L’été et l’automne 1783 ont été occupés par la rivalité entre les frères Montgolfier, relayés par Pilâtre de Rozier, et le duo de Charles et Robert. Perfectionnements techniques, parrainages officiels, dignité des êtres vivants, animaux puis humains, tout est bon pour attirer le public. Le jour même de l’automne, Rivarol rend compte de cette actualité dans le style qui est le sien, entre sérieux et ironie, information et badinage. Il publie, sous forme de brochure, une Lettre à M. le Président de ***, sur le globe aérostatique, sur les têtes parlantes, et sur l’état présent de l’opinion publique à Paris. On s’agite, on s’excite autour de toutes ces découvertes et manifestations qui prouvent que le monde change, que l’histoire ne cesse d’avancer. «Comment fixer ce tableau si mobile?», demande le journaliste. Comment fixer une langue, garder trace de ce qui s’évanouit avec la fuite du temps? Tout au long de sa brochure, Rivarol parvient à garder le double discours du progrès scientifique et technique et la crainte d’une perte de références. Les découvertes scientifiques se traduisent en prouesses techniques. L’humanité s’arrache à la fatalité de la pesanteur, de même qu’elle parvient à maîtriser la foudre. On peut envisager dès lors une navigation aérienne et, pourquoi pas, un voyage jusqu’à la lune. Le progrès entraîne le progrès: les ballons deviennent des lieux d’observation et d’expérimentation privilégiés.
Les réactions à l’événement balaient le prisme des émotions: «c’était de la joie, c’était de la surprise; ensuite de l’admiration, de la stupeur, et enfin de la crainte». L’élan euphorique est balancé par des craintes ou des inquiétudes, car les hommes détournent tous les progrès en risques accrus. Les optimistes se réjouissent d’une innovation décisive dans la maîtrise de l’espace, les pessimistes se lamentent sur une source nouvelle de calamités. Les catégories mêmes d’optimiste et de pessimiste, entre la typologie traditionnelle des caractères et la prise de position politique, datent de ces années, à la veille de la Révolution française. Ils appréhendent le réel comme malléable et modifiable par l’humanité ou bien comme immuable, intangible.
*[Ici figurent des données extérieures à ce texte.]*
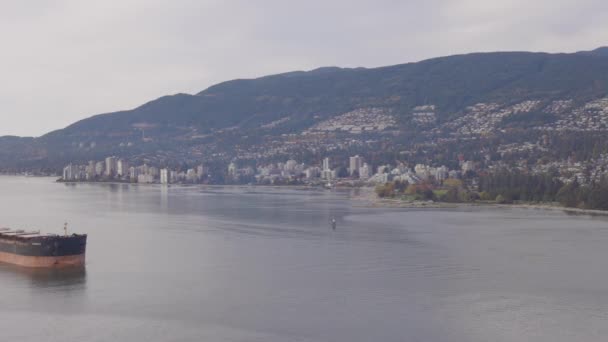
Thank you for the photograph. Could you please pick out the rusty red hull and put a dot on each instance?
(42, 251)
«Le voilà donc trouvé – s’écriaient les uns – ce secret pour lequel tous les siècles ont soupiré; l’homme va donc voler et réunir en lui la plénitude du monde animal; maître de la terre, des eaux, et de l’air, il n’y aura plus que le feu d’inhabitable pour lui»; et ils se félicitaient de vivre à l’époque d’une si grande révolution. Les autres, et ce ne sont pas les moins nombreux, ont montré une complexion moins gaie. Tout leur a paru renversé dans le monde civil, politique et moral. Ils voient déjà des armées s’égorger dans les airs, et le sang pleuvoir sur la terre. Les amants et les voleurs descendent déjà par les cheminées, et emportent dans d’autres climats nos trésors et nos filles. «Il faut – crient-ils – faire monter la maréchaussée sur les globes; les contrebandes sont inévitables, les postes inutiles; l’État, la religion, tout est perdu», et ils pleurent.

Le paragraphe de Rivarol semble construit de la joie vers la crainte, de l’enthousiasme à l’imparfait vers la réalité présente de l’inquiétude, comme un retour de l’illusion à la contrainte. La conquête d’une liberté nouvelle se traduirait finalement par un affaiblissement de la règle, un effacement des frontières et une crise anarchique. Mais Rivarol récuse cette condamnation du progrès scientifique au nom de la tradition religieuse. L’expérience des globes serait-elle contraire «à l’ascension de Jésus-Christ et à l’assomption de la Vierge»? Pas plus que la découverte du paratonnerre, qui ruine l’imagerie païenne de la foudre comme colère de l’Olympe, ne met en cause la volonté divine en termes chrétiens. «Plus on est physicien, et plus on est frappé des miracles». La science montre l’ordre divin et souligne l’exception qu’est le miracle. Rivarol ne se hâte donc pas de conclure. Il se contente d’esquisser les développements futurs de l’invention et s’interroge, non sans un frisson, sur une vitesse huit cent fois supérieure à celle d’un vaisseau, cinglant sur l’eau. La question essentielle est celle qu’avait brutalement posée Jean-Jacques, trente ans plus tôt, dans le Discours sur les sciences et les arts et qui avait été récemment relancée à propos de la découverte de l’Amérique. Mais Rivarol écarte le parallèle entre Montgolfier et Christophe Colomb, de même que la trop facile comparaison entre navigation maritime et aérienne.
Il enchaîne, des ballons de Montgolfier aux têtes parlantes de l’abbé Mical qui aurait perfectionné les mécaniques de Vaucanson en mettant au point une reproduction de la voix. C’est une nouvelle maîtrise de l’impondérable, de l’air qui semblait insaisissable, non plus l’air de l’espace, mais celui du souffle humain.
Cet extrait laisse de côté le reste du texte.